Mit einiger Verspätung hat die Europäische Kommission den neuen „Investing in Sustainable Development Report“ veröffentlicht.  Der Report hat vor einigen Jahren den älteren EU Accountability Report bzw. das sogenannte „Monterrey Package“ der EU abgelöst, mit dem ursprünglich die Umsetzung der UN-Abkommen zur Entwicklungsfinanzierung überprüft wurden. Mittlerweile basiert er überwiegend auf Selbstauskünften der EU-Mitgliedsstaaten. Den Charakter einer unabhängigen Evaluierung hat er damit nicht mehr, da der Report eher die Vorzeigeprojekte hervorhebt, anstatt Defizite offenzulegen. Interessante Informationen enthält er trotzdem und gewährt einige wahrscheinlich unfreiwillige Einblicke in Ideologie und Motivationen der Entwicklungsfinanzierung in der EU. Der neue Report umfasst die Periode 2018-2020.    

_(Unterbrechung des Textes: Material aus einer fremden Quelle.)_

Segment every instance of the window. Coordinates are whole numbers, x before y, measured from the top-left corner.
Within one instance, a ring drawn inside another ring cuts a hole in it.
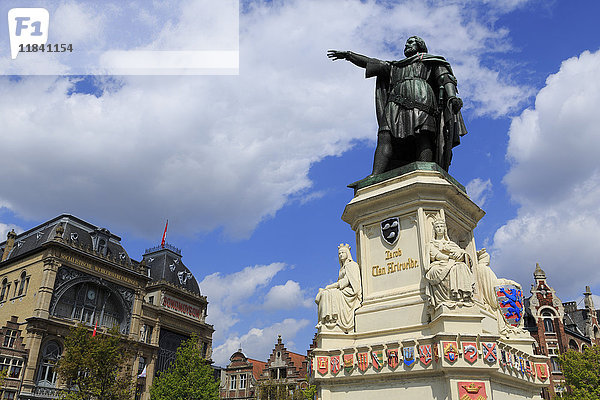
[[[11,392],[8,390],[4,391],[4,395],[2,395],[2,400],[14,400],[17,392]]]
[[[40,362],[40,369],[38,373],[38,385],[39,386],[51,386],[54,387],[56,383],[56,372],[54,366],[60,357],[62,350],[58,343],[50,341],[46,343],[42,350],[42,360]]]
[[[13,359],[8,371],[8,376],[11,378],[18,378],[21,376],[21,370],[23,369],[23,360]]]
[[[23,369],[23,360],[0,357],[0,371],[6,371],[9,378],[19,378]]]
[[[14,329],[7,329],[4,332],[4,347],[15,347],[15,340],[17,339],[17,331]]]
[[[552,372],[561,372],[558,357],[550,357],[550,364],[552,365]]]
[[[21,280],[19,283],[19,293],[18,296],[22,296],[27,293],[27,287],[29,286],[29,277],[27,276],[27,272],[21,272]]]
[[[140,375],[144,368],[146,368],[146,357],[140,357],[140,361],[138,363],[138,375]]]
[[[544,318],[544,331],[554,333],[554,315],[550,311],[544,311],[542,317]]]
[[[8,285],[8,279],[4,278],[2,280],[2,290],[0,291],[0,301],[4,301],[6,298],[8,298],[9,290],[10,286]]]

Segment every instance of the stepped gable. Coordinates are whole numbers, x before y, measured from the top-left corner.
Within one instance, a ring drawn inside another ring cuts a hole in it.
[[[279,335],[275,348],[263,369],[263,376],[271,376],[277,379],[277,375],[273,376],[272,372],[284,368],[286,370],[286,378],[303,379],[306,377],[306,363],[306,356],[287,350],[281,341],[281,335]]]
[[[133,266],[119,236],[70,214],[59,215],[13,238],[9,233],[8,240],[0,243],[2,261],[24,256],[47,242],[60,240],[72,247]]]
[[[146,249],[143,262],[149,268],[153,281],[166,281],[200,295],[200,287],[191,271],[181,261],[181,250],[166,243]]]

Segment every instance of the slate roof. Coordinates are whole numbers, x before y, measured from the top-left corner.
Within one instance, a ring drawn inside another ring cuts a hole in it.
[[[64,228],[62,239],[67,244],[96,250],[94,248],[94,243],[97,242],[98,238],[102,237],[107,239],[107,256],[123,261],[129,265],[133,264],[129,255],[123,246],[121,246],[121,238],[119,236],[110,233],[108,229],[99,228],[70,214],[59,215],[56,218],[17,235],[15,245],[10,251],[7,260],[15,259],[36,250],[44,243],[54,239],[56,228],[59,224],[62,224]],[[3,254],[5,249],[6,241],[0,243],[0,253]]]
[[[200,287],[194,275],[181,261],[181,250],[169,245],[147,249],[143,261],[150,268],[153,281],[164,280],[177,287],[200,295]]]

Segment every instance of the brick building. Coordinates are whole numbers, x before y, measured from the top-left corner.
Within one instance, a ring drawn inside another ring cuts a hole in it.
[[[222,399],[270,398],[267,391],[294,393],[308,387],[307,357],[287,350],[281,336],[266,362],[246,358],[241,349],[230,361],[221,374]]]
[[[207,300],[171,245],[129,257],[121,239],[72,215],[60,215],[0,243],[2,399],[54,399],[64,387],[54,366],[69,329],[118,326],[137,343],[135,399],[147,400],[155,374],[182,340],[196,333],[211,357]]]
[[[544,389],[544,398],[549,399],[564,391],[558,356],[569,349],[583,351],[586,346],[600,343],[600,310],[594,307],[589,286],[580,309],[575,301],[560,300],[539,264],[533,277],[531,297],[525,299],[525,328],[536,340],[536,353],[549,357],[550,386]]]

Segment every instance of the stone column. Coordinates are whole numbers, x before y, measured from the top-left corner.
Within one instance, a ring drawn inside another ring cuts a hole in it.
[[[54,282],[56,272],[58,271],[58,262],[55,257],[50,256],[44,259],[44,268],[42,271],[42,283],[38,290],[37,303],[33,310],[33,316],[47,319],[50,315],[50,302],[54,291]]]
[[[35,389],[35,373],[42,345],[43,332],[37,328],[26,328],[27,331],[27,347],[29,355],[27,357],[27,365],[23,372],[23,384],[21,392],[32,393]]]

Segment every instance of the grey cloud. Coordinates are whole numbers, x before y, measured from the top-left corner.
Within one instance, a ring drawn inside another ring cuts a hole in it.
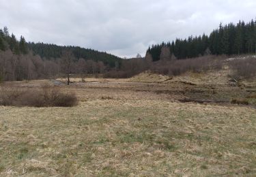
[[[255,7],[253,0],[0,0],[0,27],[29,41],[129,57],[152,44],[208,34],[221,22],[248,21]]]

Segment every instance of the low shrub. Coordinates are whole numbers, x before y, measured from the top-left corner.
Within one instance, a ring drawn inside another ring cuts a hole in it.
[[[256,59],[248,57],[229,61],[234,71],[233,78],[249,79],[256,76]]]
[[[74,93],[66,93],[57,87],[0,87],[0,105],[31,107],[72,107],[78,100]]]
[[[242,105],[248,105],[249,103],[246,99],[243,98],[233,98],[230,101],[232,104],[242,104]]]

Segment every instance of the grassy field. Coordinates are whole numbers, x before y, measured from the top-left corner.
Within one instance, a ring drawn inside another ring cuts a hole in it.
[[[73,108],[0,107],[0,176],[255,176],[253,101],[178,101],[245,97],[248,88],[137,80],[60,86],[76,93]]]

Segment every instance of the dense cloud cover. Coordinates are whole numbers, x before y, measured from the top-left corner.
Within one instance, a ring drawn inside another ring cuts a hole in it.
[[[255,18],[255,0],[0,0],[0,27],[27,41],[80,46],[120,57]]]

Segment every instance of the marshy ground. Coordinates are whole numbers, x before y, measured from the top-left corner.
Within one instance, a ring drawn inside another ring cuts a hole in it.
[[[0,176],[254,176],[256,84],[219,74],[74,80],[58,86],[77,106],[1,106]]]

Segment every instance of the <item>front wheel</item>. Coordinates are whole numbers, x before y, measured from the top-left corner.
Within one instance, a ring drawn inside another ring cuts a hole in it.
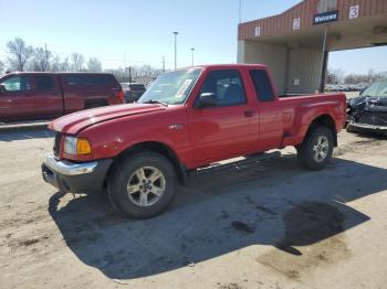
[[[333,147],[332,130],[326,127],[317,127],[297,147],[299,161],[306,169],[321,170],[331,161]]]
[[[112,205],[128,217],[147,218],[161,213],[172,201],[175,191],[174,165],[151,151],[125,158],[108,180]]]

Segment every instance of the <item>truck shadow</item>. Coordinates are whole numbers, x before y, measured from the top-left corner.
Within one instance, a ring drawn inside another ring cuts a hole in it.
[[[75,256],[108,278],[161,274],[254,245],[269,246],[257,248],[258,263],[299,277],[294,264],[302,270],[351,254],[345,232],[369,217],[345,203],[386,190],[386,175],[341,159],[324,171],[304,171],[287,156],[194,178],[151,220],[115,216],[105,195],[56,193],[49,211]]]

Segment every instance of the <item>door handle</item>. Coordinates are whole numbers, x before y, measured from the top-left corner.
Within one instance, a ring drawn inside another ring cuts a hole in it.
[[[244,117],[253,117],[254,110],[245,110],[243,114],[244,114]]]

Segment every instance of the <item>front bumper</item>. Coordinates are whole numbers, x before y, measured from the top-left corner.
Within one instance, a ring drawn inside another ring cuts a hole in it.
[[[56,160],[49,154],[42,163],[42,175],[46,183],[62,192],[88,193],[101,191],[113,160],[75,163]]]

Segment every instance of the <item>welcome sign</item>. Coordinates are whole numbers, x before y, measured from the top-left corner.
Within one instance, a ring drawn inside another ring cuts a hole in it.
[[[337,0],[318,0],[313,25],[335,22],[338,20]]]
[[[313,25],[335,22],[338,20],[338,10],[328,11],[313,17]]]

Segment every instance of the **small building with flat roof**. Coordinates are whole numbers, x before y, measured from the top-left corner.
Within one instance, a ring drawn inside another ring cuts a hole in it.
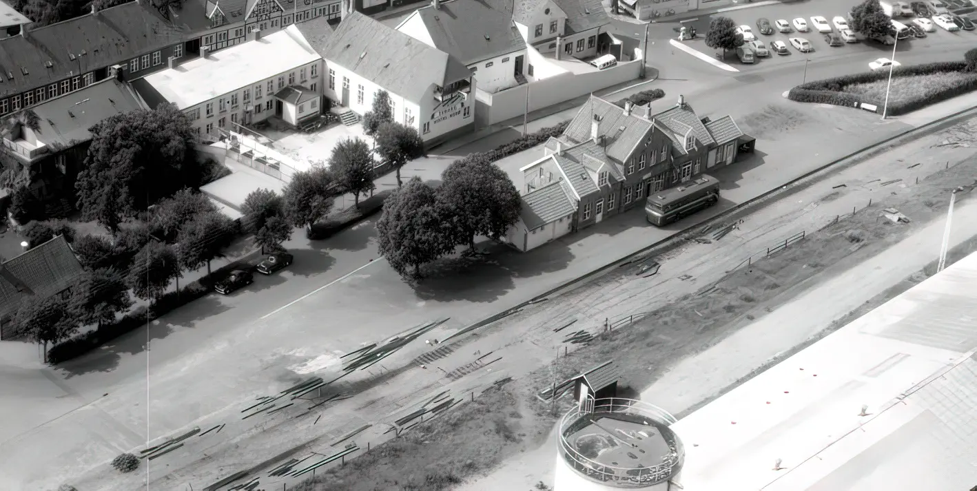
[[[218,53],[201,48],[200,58],[183,64],[171,61],[169,68],[133,86],[150,106],[176,104],[203,140],[273,116],[293,125],[318,116],[322,58],[299,29],[290,25],[268,36],[259,30],[249,36],[248,42]],[[307,105],[305,111],[291,98],[295,93],[302,94],[296,101]]]

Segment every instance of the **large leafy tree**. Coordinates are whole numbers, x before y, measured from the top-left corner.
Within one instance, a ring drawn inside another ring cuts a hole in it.
[[[92,143],[75,188],[87,220],[111,230],[202,176],[190,118],[172,104],[110,116],[90,129]]]
[[[324,167],[296,172],[281,200],[283,218],[292,225],[310,228],[329,213],[336,194],[332,177]]]
[[[390,101],[390,94],[385,90],[378,90],[373,96],[372,110],[363,114],[363,133],[368,137],[376,135],[377,130],[383,123],[394,121],[394,108]]]
[[[149,224],[159,231],[164,240],[172,242],[176,240],[177,232],[184,224],[197,215],[216,211],[217,207],[206,194],[185,187],[152,207]]]
[[[191,271],[206,265],[209,275],[210,262],[222,257],[224,249],[234,239],[234,221],[218,211],[195,216],[180,227],[177,242],[180,265]]]
[[[736,22],[728,17],[714,17],[709,20],[709,31],[705,33],[705,46],[713,50],[723,50],[726,58],[728,50],[743,46],[743,34],[737,33]]]
[[[424,155],[424,141],[417,130],[401,123],[383,123],[376,131],[376,152],[397,169],[397,186],[401,181],[401,168],[407,162]]]
[[[31,341],[43,345],[44,361],[48,357],[48,344],[57,345],[78,331],[78,322],[68,302],[58,295],[25,297],[12,322]]]
[[[475,236],[499,238],[519,220],[522,201],[509,176],[486,158],[458,160],[442,173],[438,201],[453,242],[475,250]]]
[[[155,240],[146,244],[133,258],[126,284],[136,297],[143,300],[158,299],[170,286],[170,281],[180,277],[180,262],[173,247]],[[180,288],[180,285],[177,285]]]
[[[384,202],[376,223],[380,254],[401,275],[421,277],[420,267],[451,252],[434,189],[413,178]]]
[[[132,307],[125,275],[113,267],[88,271],[80,282],[71,287],[69,300],[75,320],[83,325],[103,324],[115,320],[115,314]]]
[[[360,195],[376,189],[373,183],[373,154],[366,143],[360,139],[348,139],[332,147],[329,168],[335,176],[336,184],[347,192],[352,192],[357,208]]]

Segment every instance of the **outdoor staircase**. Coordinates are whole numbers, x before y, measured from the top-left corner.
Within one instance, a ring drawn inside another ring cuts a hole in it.
[[[339,115],[339,120],[346,126],[353,126],[360,122],[360,115],[353,111],[346,111]]]

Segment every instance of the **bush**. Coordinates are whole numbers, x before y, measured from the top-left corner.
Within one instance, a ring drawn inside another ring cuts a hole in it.
[[[122,454],[112,459],[112,467],[119,472],[132,472],[139,469],[139,457],[132,454]]]

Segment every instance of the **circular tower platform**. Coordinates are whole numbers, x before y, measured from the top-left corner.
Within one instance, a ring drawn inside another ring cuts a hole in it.
[[[554,491],[667,490],[685,451],[663,409],[633,399],[590,399],[560,420]]]

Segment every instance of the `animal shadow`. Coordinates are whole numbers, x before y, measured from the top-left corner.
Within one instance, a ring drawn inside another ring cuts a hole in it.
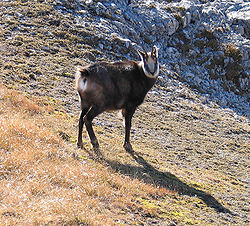
[[[92,153],[88,152],[91,158],[95,159],[101,164],[108,165],[116,172],[130,176],[131,178],[137,178],[148,184],[155,184],[158,187],[163,187],[172,191],[176,191],[179,195],[198,197],[208,207],[214,208],[217,212],[232,214],[229,209],[220,204],[210,194],[185,184],[172,173],[161,172],[157,170],[147,161],[145,161],[142,156],[133,151],[133,149],[127,150],[127,153],[131,155],[131,157],[139,164],[139,166],[121,164],[120,162],[114,160],[105,159],[100,149],[93,149]]]

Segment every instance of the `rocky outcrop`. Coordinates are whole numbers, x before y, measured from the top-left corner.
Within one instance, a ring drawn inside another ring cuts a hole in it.
[[[182,82],[223,107],[249,113],[247,1],[64,0],[54,4],[62,14],[73,14],[77,26],[95,31],[89,44],[105,56],[135,58],[137,48],[155,44],[160,47],[162,79],[177,73]]]

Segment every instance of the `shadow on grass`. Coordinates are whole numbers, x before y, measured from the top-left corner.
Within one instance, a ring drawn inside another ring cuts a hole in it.
[[[116,172],[122,173],[132,178],[137,178],[145,183],[155,184],[156,186],[176,191],[179,195],[198,197],[208,207],[214,208],[217,212],[232,214],[230,210],[221,205],[213,196],[207,194],[202,190],[188,186],[172,173],[160,172],[134,151],[127,151],[127,153],[129,153],[140,166],[121,164],[117,161],[105,159],[99,149],[93,150],[95,156],[93,155],[93,153],[90,153],[88,151],[87,153],[91,158],[102,164],[107,164]]]

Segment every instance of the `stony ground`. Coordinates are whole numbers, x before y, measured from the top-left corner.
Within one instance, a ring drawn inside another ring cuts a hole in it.
[[[79,28],[84,33],[80,38],[68,32],[71,26],[77,29],[70,18],[40,2],[0,3],[1,82],[29,98],[43,96],[65,117],[64,124],[51,129],[73,144],[79,113],[74,67],[105,56],[87,42],[94,34],[91,27]],[[119,58],[112,54],[109,59]],[[94,121],[98,153],[87,137],[86,149],[72,152],[89,164],[173,191],[158,198],[138,197],[142,210],[150,211],[126,210],[135,219],[140,216],[140,221],[127,223],[249,224],[249,119],[220,107],[167,68],[162,67],[161,75],[134,116],[135,153],[122,148],[124,128],[116,113]]]

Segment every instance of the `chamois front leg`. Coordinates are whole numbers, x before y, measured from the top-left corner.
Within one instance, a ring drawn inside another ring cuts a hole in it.
[[[79,123],[78,123],[78,140],[77,140],[77,147],[78,148],[83,148],[82,129],[83,129],[83,124],[84,124],[84,117],[85,117],[87,112],[88,112],[88,109],[83,109],[81,114],[80,114]]]
[[[132,145],[130,144],[130,129],[131,129],[131,121],[135,109],[133,110],[125,110],[125,141],[123,147],[128,152],[133,152]]]
[[[91,144],[92,144],[93,148],[95,148],[95,149],[99,148],[99,143],[98,143],[98,140],[96,138],[95,132],[94,132],[93,127],[92,127],[92,121],[97,115],[99,115],[102,112],[103,112],[102,108],[97,107],[97,106],[93,106],[91,108],[91,110],[88,112],[88,114],[86,115],[86,117],[84,118],[85,126],[86,126],[86,129],[88,131]]]

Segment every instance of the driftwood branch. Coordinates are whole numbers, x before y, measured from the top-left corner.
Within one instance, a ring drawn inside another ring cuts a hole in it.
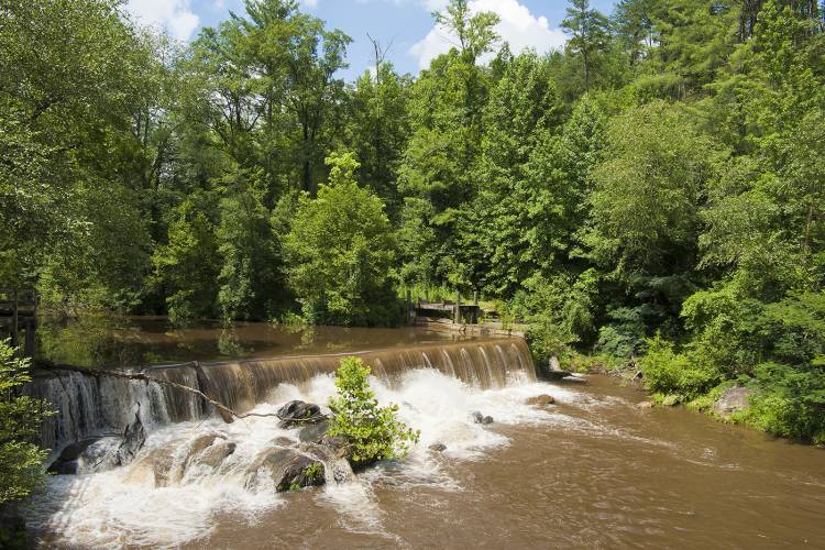
[[[96,378],[99,378],[101,376],[109,376],[112,378],[121,378],[121,380],[129,380],[129,381],[138,381],[138,382],[145,382],[150,383],[153,382],[155,384],[160,384],[162,386],[172,387],[175,389],[180,389],[182,392],[188,392],[190,394],[195,394],[205,402],[207,402],[209,405],[215,407],[215,409],[218,411],[218,414],[221,416],[224,422],[232,424],[235,418],[249,418],[249,417],[276,417],[276,414],[273,413],[245,413],[240,414],[235,413],[231,408],[227,407],[222,403],[211,398],[210,396],[206,395],[204,392],[201,392],[198,388],[194,388],[191,386],[187,386],[184,384],[178,384],[176,382],[169,382],[167,380],[157,378],[155,376],[151,376],[144,372],[141,373],[125,373],[122,371],[111,371],[111,370],[96,370],[96,369],[85,369],[81,366],[73,366],[73,365],[57,365],[52,363],[41,363],[38,365],[44,371],[48,371],[55,374],[59,374],[61,372],[75,372],[80,373],[86,376],[95,376]]]

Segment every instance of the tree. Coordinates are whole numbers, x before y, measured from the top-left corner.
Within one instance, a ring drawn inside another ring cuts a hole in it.
[[[587,91],[596,56],[607,48],[609,22],[602,12],[591,9],[590,0],[570,0],[570,3],[568,16],[561,22],[561,28],[571,35],[566,47],[582,58],[584,91]]]
[[[384,200],[391,219],[400,209],[396,182],[409,140],[410,85],[392,65],[378,62],[375,75],[364,73],[351,91],[348,142],[361,163],[358,179]]]
[[[472,14],[468,0],[450,0],[444,11],[436,12],[432,16],[436,24],[458,38],[459,52],[470,64],[491,52],[499,38],[493,30],[501,21],[498,15],[490,11]]]
[[[473,174],[477,195],[458,221],[458,254],[469,266],[468,286],[512,296],[543,261],[546,251],[531,246],[542,187],[528,182],[526,167],[544,136],[560,125],[560,111],[549,64],[535,53],[512,59],[491,90]]]
[[[29,496],[43,482],[48,451],[32,443],[52,413],[48,404],[20,395],[31,381],[29,360],[14,356],[8,340],[0,340],[0,505]]]
[[[168,243],[153,257],[174,322],[215,317],[218,298],[218,242],[215,227],[195,202],[178,207],[169,224]]]
[[[397,419],[398,406],[378,406],[370,389],[370,367],[359,358],[345,358],[336,373],[338,396],[330,397],[334,417],[327,433],[342,436],[350,444],[348,459],[354,468],[380,460],[403,459],[419,432]]]
[[[396,244],[384,204],[355,182],[352,153],[332,154],[327,164],[329,185],[315,199],[300,198],[284,241],[289,287],[312,322],[395,323]]]
[[[239,170],[219,205],[218,254],[223,263],[218,304],[227,320],[268,319],[287,299],[261,179],[260,172]]]

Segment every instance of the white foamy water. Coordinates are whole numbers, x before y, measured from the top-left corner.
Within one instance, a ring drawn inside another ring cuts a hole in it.
[[[331,482],[324,487],[305,491],[312,492],[319,505],[339,512],[348,528],[378,532],[382,513],[374,502],[373,484],[462,491],[446,473],[443,461],[483,460],[490,451],[509,444],[502,433],[506,425],[563,426],[572,420],[558,411],[526,405],[531,396],[549,394],[568,404],[584,398],[581,393],[517,376],[507,382],[503,388],[480,389],[435,370],[406,372],[392,388],[378,378],[371,378],[378,400],[397,404],[400,418],[420,430],[419,443],[403,461],[381,464],[341,485]],[[300,386],[282,384],[254,413],[274,414],[290,399],[324,405],[334,392],[331,375],[315,376]],[[494,424],[475,424],[474,411],[492,416]],[[216,433],[221,440],[235,443],[235,451],[217,470],[187,469],[183,464],[190,455],[191,446],[206,433]],[[31,503],[30,525],[47,534],[50,541],[58,546],[99,548],[175,547],[205,539],[216,515],[227,513],[254,524],[262,513],[289,506],[294,495],[277,494],[265,482],[245,486],[246,469],[258,453],[272,447],[275,438],[297,440],[297,429],[278,428],[274,417],[250,417],[231,425],[208,419],[160,428],[150,435],[129,466],[97,474],[51,477],[46,491]],[[447,450],[433,453],[428,449],[433,443],[443,443]],[[166,486],[156,486],[152,460],[164,452],[170,457],[168,471],[172,473]],[[175,475],[178,471],[185,473]]]

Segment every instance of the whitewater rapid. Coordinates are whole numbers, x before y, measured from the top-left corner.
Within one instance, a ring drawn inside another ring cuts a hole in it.
[[[274,414],[292,399],[326,404],[334,394],[334,377],[317,375],[300,385],[282,384],[271,391],[254,413]],[[529,382],[524,373],[508,373],[501,388],[481,389],[424,369],[404,373],[387,386],[377,377],[371,385],[383,405],[399,406],[402,420],[420,430],[420,441],[402,460],[381,464],[345,484],[308,488],[319,506],[332,507],[355,529],[381,529],[381,510],[372,485],[392,480],[395,485],[437,487],[457,492],[463,487],[450,477],[444,462],[485,460],[493,450],[509,444],[501,433],[506,425],[573,422],[572,417],[527,405],[527,398],[549,394],[561,403],[586,399],[563,387]],[[583,403],[583,405],[586,405]],[[472,414],[494,418],[493,425],[475,424]],[[48,543],[72,547],[152,546],[178,547],[209,537],[216,516],[232,514],[255,525],[263,513],[289,506],[296,495],[278,494],[263,484],[245,487],[245,469],[275,438],[297,442],[298,429],[278,428],[274,417],[249,417],[226,425],[220,419],[168,425],[153,431],[135,461],[109,472],[50,476],[46,488],[28,507],[28,521]],[[585,427],[586,428],[586,427]],[[185,457],[199,436],[217,433],[237,444],[219,471],[189,469],[169,486],[156,487],[145,460],[153,450],[169,447]],[[433,443],[447,449],[433,452]],[[268,516],[267,516],[268,517]]]

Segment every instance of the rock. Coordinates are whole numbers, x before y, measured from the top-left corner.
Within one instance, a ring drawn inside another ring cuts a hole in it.
[[[310,424],[309,426],[305,426],[300,429],[300,432],[298,432],[298,439],[301,442],[312,442],[317,443],[319,442],[323,436],[327,435],[327,430],[329,429],[329,420],[321,420],[318,424]]]
[[[301,400],[289,402],[277,411],[280,419],[282,428],[292,428],[293,426],[304,426],[307,424],[317,424],[326,420],[327,417],[321,414],[321,408],[314,403]]]
[[[556,372],[561,371],[561,363],[559,363],[559,358],[557,358],[556,355],[550,358],[550,370]]]
[[[186,472],[195,465],[217,469],[227,457],[235,452],[237,446],[227,441],[227,436],[222,433],[206,433],[191,440],[188,447],[186,458],[176,465],[177,480],[183,480]]]
[[[139,482],[151,479],[155,487],[166,487],[175,480],[173,469],[175,465],[174,449],[176,442],[164,447],[152,449],[148,453],[143,454],[133,465],[127,481]]]
[[[301,443],[300,449],[323,462],[336,483],[345,483],[354,476],[352,465],[350,465],[345,455],[340,454],[337,449],[318,443]]]
[[[756,391],[745,386],[729,387],[714,402],[713,411],[727,420],[735,413],[743,411],[750,407],[750,397],[755,394]]]
[[[329,448],[339,459],[344,459],[350,454],[350,441],[343,436],[323,436],[319,444]]]
[[[48,466],[55,474],[90,474],[125,466],[143,448],[146,432],[140,416],[125,427],[123,436],[86,438],[66,447]]]
[[[48,471],[59,475],[92,473],[114,468],[117,449],[120,447],[119,437],[87,438],[66,447],[61,455],[50,466]],[[111,458],[107,460],[107,454]]]
[[[573,374],[568,371],[548,371],[544,373],[544,377],[550,381],[560,381],[572,375]]]
[[[134,420],[123,430],[123,442],[118,449],[118,464],[124,466],[134,460],[138,452],[143,449],[146,442],[146,430],[141,422],[141,409],[134,414]]]
[[[541,394],[537,395],[536,397],[530,397],[527,399],[527,405],[552,405],[556,403],[556,399],[552,395]]]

Viel öffentliches Geld für wenig privates Kapital

In Anbetracht jüngerer EU-Prioritäten nicht überraschend, nimmt die Mobilisierung privater Investitionen einen breiten Raum im Report ein. Schon im Vorwort weist EU-Entwicklungskommissarin Jutta Urpilainen darauf hin, dass die EU und ihre Mitgliedstaaten mittlerweile (2019) 28 Milliarden Euro für die Unterstützung des Privatsektors ausgeben. Das sind mehr als die Hälfte der 46 Milliarden Euro, die sie insgesamt für die EZ aufbringen.

Was nun in einem eigenen Schwerpunktkapitel folgt, ist allerdings eine affirmative Auflistung von aktiven und geplanten EU-Initiativen in diesem Bereich. Erhofft hatte man sich vom Report eine kritischere Betrachtung ihrer Wirksamkeit. Selbst die OECD hatte jüngst diese Kategorie der Entwicklungszusammenarbeit für ihre Ineffektivität kritisiert, da gerade in den Ländern, die es am dringendsten benötigen würden, trotzdem kaum privates Kapital ankommt.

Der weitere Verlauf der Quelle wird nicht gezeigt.